This repository contains scripts used to create and train a deep neural network that replicates a CFD solver for aerodynamic prediction over airfoils. The training data is prepared using a RANS (Reynolds-Averaged Navier-Stokes) solver. The hyperparameters were tuned using a grid search of reasonable values. The current code is provided and intended as a sample and is not the final version, which includes loss-function modification and multiple approaches to the deconvolution step.
X-velocity contour plot over an s814 airfoil.
If you use this, please cite the following paper:
- Bhatnagar, Afshar, Pan, Duraisamy, Kaushik : Prediction of aerodynamic flow fields using convolutional neural networks (Computational Mechanics, 2019) https://link.springer.com/article/10.1007%2Fs00466-019-01740-0
CFD solvers play an important role today in development and design of products, particularly in mechanical and aerospace engineering. One of the biggest issues with performing high-fidelity simulations is the time to result of such simulations, along with the computational cost of performing the simulation. This project is the foundation of an ambitious project undertaken at the CASLab , University of Michigan to use deep neural networks to predict aerodynamic flow fields around complex vehicle geometries in near-real time as geometry shape is varied. The hypothesis is that the use of a trained neural network enables this, with most of the computational time and effort going into training the network offline. The use of such a tool would drastically improve turnaround times in design and would expand the boundaries of shapes designers would be able to experiment with given current limitations of resources. In the current work, we test the suitability of using convolutional neural networks(CNNs) to do 2-D prediction of flow fields around airfoil shapes.
The neural network is constructed as a deep neural network, which effectively maps from the input geometry shape and flow conditions to an output of flow fields around the shape. The neural network consists of convolution layers, deconvolution layers and fully connected layers. The inputs and outputs are rectangular matrices, and owing to the structure of the problem the convolution and deconvolution steps are made mirror images of each other, as shown in the figure.

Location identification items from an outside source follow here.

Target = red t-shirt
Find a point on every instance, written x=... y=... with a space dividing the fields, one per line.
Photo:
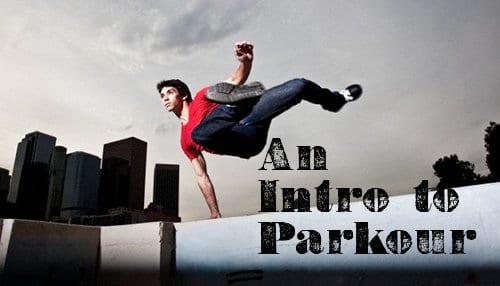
x=199 y=108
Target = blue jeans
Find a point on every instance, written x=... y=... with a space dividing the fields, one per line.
x=241 y=130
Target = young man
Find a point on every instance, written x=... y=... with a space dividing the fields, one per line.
x=240 y=128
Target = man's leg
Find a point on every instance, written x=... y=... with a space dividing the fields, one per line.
x=282 y=97
x=241 y=130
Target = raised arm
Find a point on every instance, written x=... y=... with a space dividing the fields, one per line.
x=205 y=185
x=243 y=52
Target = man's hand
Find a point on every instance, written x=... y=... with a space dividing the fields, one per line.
x=243 y=51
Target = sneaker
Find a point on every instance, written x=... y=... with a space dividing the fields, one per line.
x=351 y=92
x=229 y=93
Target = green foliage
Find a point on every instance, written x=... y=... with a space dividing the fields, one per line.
x=492 y=145
x=453 y=172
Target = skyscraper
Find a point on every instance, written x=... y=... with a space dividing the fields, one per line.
x=81 y=185
x=4 y=190
x=56 y=182
x=123 y=174
x=166 y=188
x=30 y=177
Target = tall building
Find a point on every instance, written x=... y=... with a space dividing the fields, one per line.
x=4 y=191
x=57 y=170
x=30 y=176
x=123 y=174
x=166 y=188
x=81 y=185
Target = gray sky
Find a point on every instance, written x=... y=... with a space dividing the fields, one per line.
x=85 y=72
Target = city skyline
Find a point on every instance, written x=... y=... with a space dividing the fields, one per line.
x=53 y=185
x=87 y=72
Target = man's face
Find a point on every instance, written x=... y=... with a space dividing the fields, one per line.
x=171 y=98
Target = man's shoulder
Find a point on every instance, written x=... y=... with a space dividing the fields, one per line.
x=201 y=94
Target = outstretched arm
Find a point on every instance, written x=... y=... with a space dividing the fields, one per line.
x=243 y=52
x=205 y=184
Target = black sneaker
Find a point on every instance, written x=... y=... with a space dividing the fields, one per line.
x=352 y=92
x=229 y=93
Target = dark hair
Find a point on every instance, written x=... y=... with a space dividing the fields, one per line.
x=178 y=84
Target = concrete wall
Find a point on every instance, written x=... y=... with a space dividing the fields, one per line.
x=228 y=251
x=139 y=254
x=39 y=253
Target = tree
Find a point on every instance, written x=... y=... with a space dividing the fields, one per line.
x=453 y=172
x=492 y=144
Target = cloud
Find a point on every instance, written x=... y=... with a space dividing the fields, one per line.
x=163 y=34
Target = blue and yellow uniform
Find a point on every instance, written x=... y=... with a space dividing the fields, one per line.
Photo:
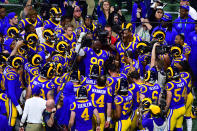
x=13 y=91
x=4 y=111
x=59 y=30
x=186 y=49
x=121 y=50
x=126 y=102
x=30 y=72
x=63 y=59
x=70 y=40
x=111 y=82
x=88 y=81
x=136 y=100
x=151 y=91
x=51 y=23
x=177 y=60
x=190 y=98
x=84 y=113
x=46 y=86
x=177 y=107
x=128 y=67
x=57 y=81
x=92 y=58
x=37 y=24
x=85 y=29
x=101 y=96
x=46 y=47
x=2 y=87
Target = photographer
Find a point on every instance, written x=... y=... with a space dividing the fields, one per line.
x=91 y=55
x=49 y=116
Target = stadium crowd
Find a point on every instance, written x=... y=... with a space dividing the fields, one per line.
x=74 y=66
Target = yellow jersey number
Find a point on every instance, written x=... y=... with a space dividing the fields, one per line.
x=94 y=60
x=85 y=115
x=126 y=108
x=178 y=95
x=99 y=101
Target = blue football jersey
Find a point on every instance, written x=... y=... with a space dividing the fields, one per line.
x=151 y=91
x=92 y=58
x=178 y=89
x=37 y=24
x=70 y=40
x=84 y=113
x=46 y=86
x=100 y=96
x=51 y=23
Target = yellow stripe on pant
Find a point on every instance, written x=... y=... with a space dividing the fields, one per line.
x=123 y=125
x=175 y=118
x=188 y=105
x=11 y=112
x=102 y=125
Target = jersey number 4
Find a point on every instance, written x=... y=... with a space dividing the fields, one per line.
x=85 y=115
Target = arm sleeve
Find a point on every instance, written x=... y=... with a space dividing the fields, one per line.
x=12 y=91
x=26 y=108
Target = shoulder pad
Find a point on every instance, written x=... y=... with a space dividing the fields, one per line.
x=50 y=85
x=169 y=86
x=58 y=81
x=109 y=81
x=109 y=91
x=34 y=71
x=118 y=100
x=73 y=106
x=11 y=75
x=143 y=89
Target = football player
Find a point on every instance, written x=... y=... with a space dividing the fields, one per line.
x=13 y=87
x=55 y=17
x=176 y=98
x=123 y=101
x=33 y=19
x=102 y=98
x=82 y=111
x=44 y=81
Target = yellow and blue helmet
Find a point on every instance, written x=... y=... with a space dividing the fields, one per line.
x=49 y=35
x=35 y=59
x=32 y=39
x=81 y=93
x=127 y=26
x=155 y=109
x=61 y=46
x=160 y=35
x=122 y=87
x=151 y=75
x=172 y=72
x=15 y=61
x=47 y=71
x=3 y=60
x=176 y=50
x=55 y=12
x=12 y=32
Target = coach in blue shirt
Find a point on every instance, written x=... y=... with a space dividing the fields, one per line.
x=166 y=26
x=184 y=28
x=192 y=42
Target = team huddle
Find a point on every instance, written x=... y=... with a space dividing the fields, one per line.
x=125 y=86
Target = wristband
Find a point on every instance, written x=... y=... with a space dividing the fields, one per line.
x=108 y=119
x=21 y=124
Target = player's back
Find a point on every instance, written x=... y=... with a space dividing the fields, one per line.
x=100 y=96
x=46 y=86
x=178 y=92
x=126 y=102
x=84 y=113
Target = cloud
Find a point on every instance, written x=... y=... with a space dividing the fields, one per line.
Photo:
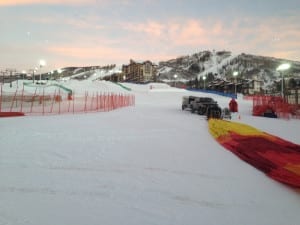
x=30 y=2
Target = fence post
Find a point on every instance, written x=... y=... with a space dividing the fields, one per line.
x=1 y=97
x=22 y=99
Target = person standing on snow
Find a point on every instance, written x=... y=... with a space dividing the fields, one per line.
x=233 y=106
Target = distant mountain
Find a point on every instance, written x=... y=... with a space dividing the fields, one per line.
x=222 y=64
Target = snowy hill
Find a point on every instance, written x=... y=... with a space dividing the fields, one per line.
x=221 y=64
x=149 y=164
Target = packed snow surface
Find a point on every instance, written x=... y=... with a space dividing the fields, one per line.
x=152 y=164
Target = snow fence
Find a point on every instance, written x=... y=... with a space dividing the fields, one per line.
x=278 y=158
x=61 y=102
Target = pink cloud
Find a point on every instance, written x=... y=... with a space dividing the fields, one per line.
x=29 y=2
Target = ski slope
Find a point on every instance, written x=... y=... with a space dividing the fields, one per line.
x=151 y=164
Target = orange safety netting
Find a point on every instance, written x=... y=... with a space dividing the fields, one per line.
x=276 y=157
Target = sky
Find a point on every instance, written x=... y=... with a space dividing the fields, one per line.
x=148 y=164
x=101 y=32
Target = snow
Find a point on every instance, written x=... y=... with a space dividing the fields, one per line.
x=151 y=164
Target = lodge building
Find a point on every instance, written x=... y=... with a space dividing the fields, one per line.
x=139 y=72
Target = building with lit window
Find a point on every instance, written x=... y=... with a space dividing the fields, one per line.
x=139 y=72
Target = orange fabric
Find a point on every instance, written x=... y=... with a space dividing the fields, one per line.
x=278 y=158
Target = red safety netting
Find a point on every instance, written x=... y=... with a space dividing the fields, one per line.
x=41 y=103
x=263 y=105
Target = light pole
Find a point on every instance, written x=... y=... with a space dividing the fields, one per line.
x=175 y=76
x=42 y=63
x=23 y=74
x=281 y=68
x=204 y=78
x=235 y=73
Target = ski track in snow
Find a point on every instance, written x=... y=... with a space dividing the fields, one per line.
x=149 y=164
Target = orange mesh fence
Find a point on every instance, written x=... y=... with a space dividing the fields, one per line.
x=60 y=103
x=274 y=104
x=276 y=157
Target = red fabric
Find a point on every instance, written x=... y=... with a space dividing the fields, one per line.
x=233 y=106
x=272 y=155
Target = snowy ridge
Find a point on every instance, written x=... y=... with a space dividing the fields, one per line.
x=148 y=164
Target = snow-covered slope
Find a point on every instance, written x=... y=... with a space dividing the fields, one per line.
x=149 y=164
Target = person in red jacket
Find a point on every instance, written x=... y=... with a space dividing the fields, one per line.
x=233 y=106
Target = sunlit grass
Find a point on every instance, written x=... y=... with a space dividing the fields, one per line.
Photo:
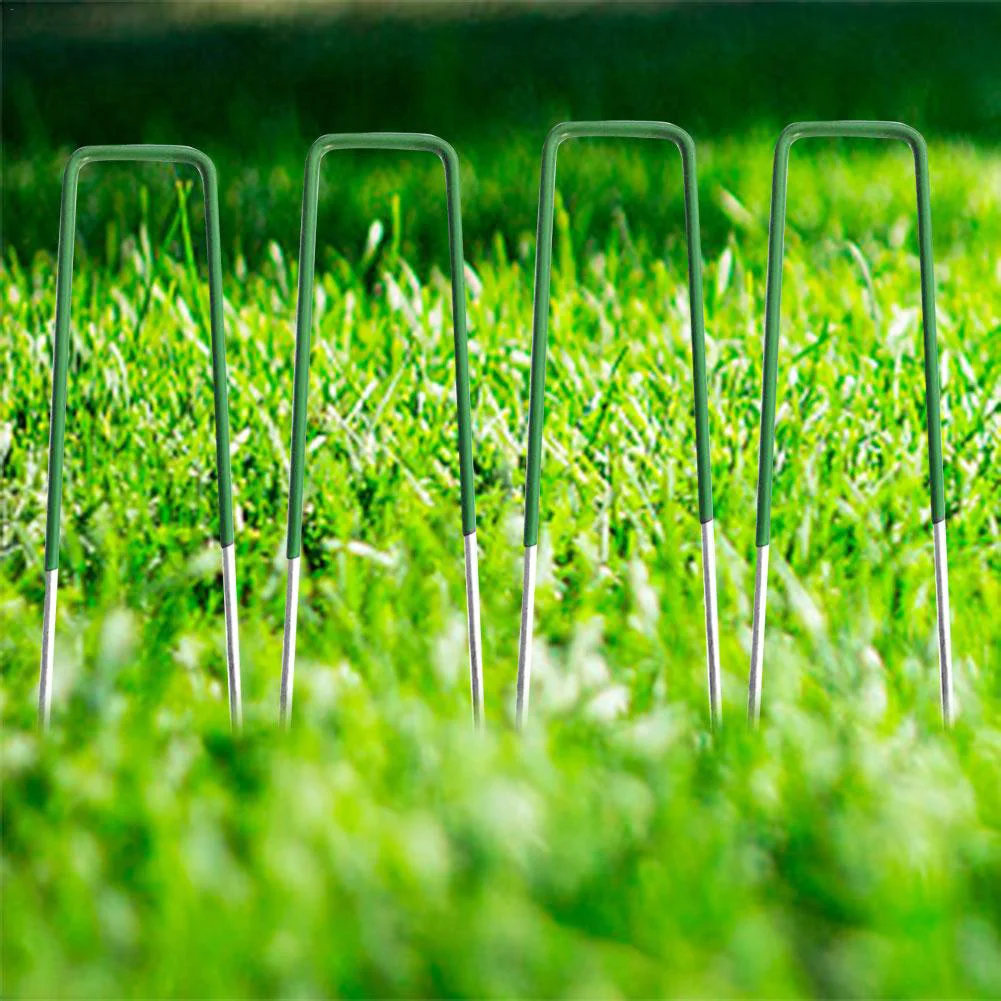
x=850 y=848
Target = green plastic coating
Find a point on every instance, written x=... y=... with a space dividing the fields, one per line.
x=544 y=261
x=773 y=300
x=64 y=282
x=402 y=141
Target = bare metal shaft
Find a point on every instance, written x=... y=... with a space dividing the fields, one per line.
x=232 y=636
x=942 y=616
x=525 y=645
x=48 y=648
x=472 y=620
x=712 y=624
x=288 y=642
x=758 y=636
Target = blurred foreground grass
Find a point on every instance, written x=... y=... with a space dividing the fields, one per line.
x=850 y=848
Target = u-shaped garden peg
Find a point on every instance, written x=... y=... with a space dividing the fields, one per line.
x=544 y=258
x=401 y=141
x=773 y=307
x=64 y=282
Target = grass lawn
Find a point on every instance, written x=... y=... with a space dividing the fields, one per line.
x=848 y=848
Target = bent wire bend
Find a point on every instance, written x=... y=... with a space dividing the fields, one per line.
x=406 y=142
x=544 y=257
x=773 y=309
x=64 y=280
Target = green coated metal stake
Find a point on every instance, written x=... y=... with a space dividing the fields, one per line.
x=544 y=258
x=57 y=429
x=773 y=307
x=400 y=141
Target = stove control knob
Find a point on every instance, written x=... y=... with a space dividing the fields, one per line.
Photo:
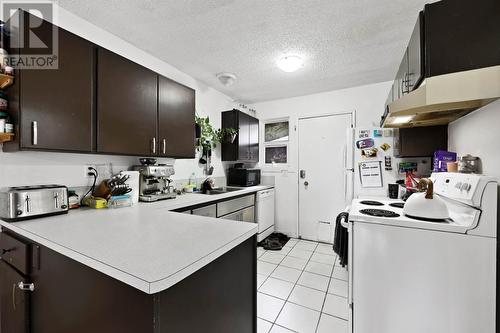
x=465 y=187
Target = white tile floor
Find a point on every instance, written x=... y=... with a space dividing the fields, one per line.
x=301 y=289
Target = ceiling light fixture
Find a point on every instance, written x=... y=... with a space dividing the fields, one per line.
x=227 y=79
x=290 y=63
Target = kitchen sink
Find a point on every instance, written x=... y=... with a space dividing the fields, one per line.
x=221 y=190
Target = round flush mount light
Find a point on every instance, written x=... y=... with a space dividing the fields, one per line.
x=290 y=63
x=226 y=79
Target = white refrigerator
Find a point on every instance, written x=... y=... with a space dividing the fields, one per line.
x=368 y=148
x=370 y=164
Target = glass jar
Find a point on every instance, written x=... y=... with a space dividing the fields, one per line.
x=468 y=164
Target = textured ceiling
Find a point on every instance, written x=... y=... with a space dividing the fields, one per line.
x=345 y=43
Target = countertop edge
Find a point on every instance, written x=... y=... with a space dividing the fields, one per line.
x=170 y=281
x=134 y=281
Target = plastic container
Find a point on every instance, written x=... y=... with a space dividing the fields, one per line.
x=120 y=201
x=468 y=164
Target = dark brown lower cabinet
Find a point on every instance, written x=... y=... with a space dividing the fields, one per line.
x=14 y=303
x=71 y=297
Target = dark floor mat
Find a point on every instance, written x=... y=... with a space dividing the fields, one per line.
x=274 y=241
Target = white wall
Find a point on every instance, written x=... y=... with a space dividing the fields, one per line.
x=478 y=134
x=367 y=102
x=38 y=168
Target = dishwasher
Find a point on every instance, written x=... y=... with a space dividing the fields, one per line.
x=265 y=213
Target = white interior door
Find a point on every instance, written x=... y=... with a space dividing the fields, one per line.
x=322 y=145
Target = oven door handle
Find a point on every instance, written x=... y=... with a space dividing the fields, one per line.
x=344 y=223
x=350 y=265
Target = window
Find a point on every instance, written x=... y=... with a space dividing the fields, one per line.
x=276 y=135
x=276 y=132
x=275 y=155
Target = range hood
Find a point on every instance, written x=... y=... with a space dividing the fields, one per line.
x=444 y=98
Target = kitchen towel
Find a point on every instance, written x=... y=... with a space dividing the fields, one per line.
x=341 y=239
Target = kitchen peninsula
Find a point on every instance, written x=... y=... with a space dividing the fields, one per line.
x=140 y=269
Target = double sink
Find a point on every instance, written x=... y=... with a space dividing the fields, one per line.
x=222 y=190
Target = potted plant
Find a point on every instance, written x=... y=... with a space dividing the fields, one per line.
x=230 y=134
x=209 y=136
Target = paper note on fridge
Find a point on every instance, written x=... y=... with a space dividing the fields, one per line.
x=370 y=174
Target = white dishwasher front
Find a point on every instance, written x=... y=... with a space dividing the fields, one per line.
x=265 y=213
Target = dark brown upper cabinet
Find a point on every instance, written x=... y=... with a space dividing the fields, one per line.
x=420 y=141
x=127 y=96
x=245 y=147
x=176 y=125
x=99 y=101
x=56 y=104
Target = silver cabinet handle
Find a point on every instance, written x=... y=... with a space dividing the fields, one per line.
x=153 y=145
x=26 y=286
x=34 y=126
x=21 y=286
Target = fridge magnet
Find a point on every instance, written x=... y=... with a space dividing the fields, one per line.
x=388 y=163
x=404 y=167
x=365 y=143
x=370 y=174
x=364 y=134
x=385 y=146
x=369 y=153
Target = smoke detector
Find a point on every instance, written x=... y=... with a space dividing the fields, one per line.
x=290 y=63
x=227 y=79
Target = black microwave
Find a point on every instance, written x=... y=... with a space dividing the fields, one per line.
x=243 y=177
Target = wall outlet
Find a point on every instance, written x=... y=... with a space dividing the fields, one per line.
x=103 y=170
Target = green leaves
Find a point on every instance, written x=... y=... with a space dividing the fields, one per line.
x=210 y=136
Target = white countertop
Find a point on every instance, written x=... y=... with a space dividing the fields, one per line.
x=145 y=246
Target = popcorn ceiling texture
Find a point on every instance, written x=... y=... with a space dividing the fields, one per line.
x=344 y=43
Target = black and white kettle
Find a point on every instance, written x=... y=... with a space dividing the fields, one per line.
x=425 y=204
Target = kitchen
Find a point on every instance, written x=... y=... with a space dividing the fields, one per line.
x=168 y=256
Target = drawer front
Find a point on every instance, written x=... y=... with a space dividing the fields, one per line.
x=14 y=252
x=231 y=206
x=210 y=211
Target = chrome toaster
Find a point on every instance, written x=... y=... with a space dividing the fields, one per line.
x=25 y=202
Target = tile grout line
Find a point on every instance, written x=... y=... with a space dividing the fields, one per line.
x=267 y=277
x=287 y=300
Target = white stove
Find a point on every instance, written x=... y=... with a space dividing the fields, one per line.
x=414 y=275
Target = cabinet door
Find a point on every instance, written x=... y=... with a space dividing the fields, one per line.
x=254 y=139
x=243 y=137
x=57 y=104
x=176 y=109
x=14 y=302
x=126 y=106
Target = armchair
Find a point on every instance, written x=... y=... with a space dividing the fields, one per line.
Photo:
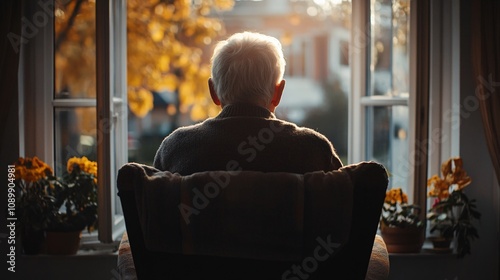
x=252 y=225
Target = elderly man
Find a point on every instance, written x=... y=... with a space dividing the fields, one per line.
x=247 y=82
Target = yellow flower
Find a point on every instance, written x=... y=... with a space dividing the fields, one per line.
x=84 y=164
x=453 y=175
x=396 y=196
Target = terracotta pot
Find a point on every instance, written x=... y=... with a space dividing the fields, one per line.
x=62 y=243
x=440 y=243
x=402 y=240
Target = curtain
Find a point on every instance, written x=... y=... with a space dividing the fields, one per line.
x=10 y=30
x=486 y=63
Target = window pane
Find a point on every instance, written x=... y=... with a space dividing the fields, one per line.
x=389 y=66
x=74 y=47
x=387 y=141
x=75 y=135
x=387 y=126
x=315 y=36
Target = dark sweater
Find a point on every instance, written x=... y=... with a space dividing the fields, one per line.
x=245 y=137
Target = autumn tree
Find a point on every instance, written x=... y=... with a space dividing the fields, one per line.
x=165 y=44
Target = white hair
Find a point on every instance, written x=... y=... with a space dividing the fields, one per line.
x=246 y=68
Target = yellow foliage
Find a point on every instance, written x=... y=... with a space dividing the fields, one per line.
x=140 y=102
x=165 y=40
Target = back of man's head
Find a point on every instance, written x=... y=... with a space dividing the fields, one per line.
x=247 y=67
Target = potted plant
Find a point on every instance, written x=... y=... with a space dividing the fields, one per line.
x=452 y=213
x=75 y=204
x=400 y=226
x=35 y=181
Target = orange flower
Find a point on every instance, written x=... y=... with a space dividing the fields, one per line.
x=454 y=178
x=396 y=195
x=32 y=169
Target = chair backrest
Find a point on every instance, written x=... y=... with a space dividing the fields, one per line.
x=252 y=225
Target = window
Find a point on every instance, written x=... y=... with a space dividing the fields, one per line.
x=347 y=76
x=78 y=97
x=380 y=102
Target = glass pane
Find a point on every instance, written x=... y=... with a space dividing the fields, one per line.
x=387 y=141
x=317 y=74
x=75 y=135
x=74 y=47
x=389 y=65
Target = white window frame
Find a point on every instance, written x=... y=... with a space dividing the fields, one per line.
x=360 y=74
x=37 y=105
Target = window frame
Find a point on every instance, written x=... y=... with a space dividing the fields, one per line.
x=37 y=105
x=417 y=102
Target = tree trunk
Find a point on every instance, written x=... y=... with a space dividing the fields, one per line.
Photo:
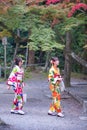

The network is trained on 252 datapoints, containing 3 different shapes, 20 different angles of attack and 4 different flow reynolds numbers. The preprocessed training data was obtained using TURNS, a RANS solver which uses the SA turbulence model. Data from TURNS is processed using a series of MATLAB scripts, an the final training data is available at the links in the README. The training data flow fields are normalized before training begins to speed up convergence. The set is randomized in order, and then training is done with a specified batch size. Gradients are propagated bckwards using the backpropagation algorithm, and optimization is done using the ADAM optimizer.
A certain fraction of the set is removed from the training process in order to evaluate validation error. We introduce nonlinearity into the system by using a Swish activation function. Further details can be found here.
Depiction of the deep neural network created
Visualization of a result of X-velocity from validation set(above) and comparison to true flow(below). Note this result is from a more enhanced network which includes gradient loss penalty in it's loss function
Detail of all results obtained can be found here.
- Front_end.py: All major training parameters are modified in this file
- back_end.py: Major functions including those to build and train network based on specified hyper-parameters are included in this function
- The MATLAB files used in data preparation have not been hosted on the Git.
- Data Files(Y):
- Output_rho.mat: Grid-density values for each of the training/validation set points.Set contains 252 points.
- Output_u.mat: Grid-X velocity values for each of the training/validation set points.Set contains 252 points.
- Output_v.mat: Grid-Y velocity values for each of the training/validation set points.Set contains 252 points.
- Output_p.mat: Grid-Pressure values for each of the training/validation set points.Set contains 252 points.
- Data Files(X):
- SDF_values.mat: Grid signed distance function to pass shape of airfoil to network.
- input_re_alpha.mat: Specifies flow variables in the form of reynolds number and angle of attack to the airfoil.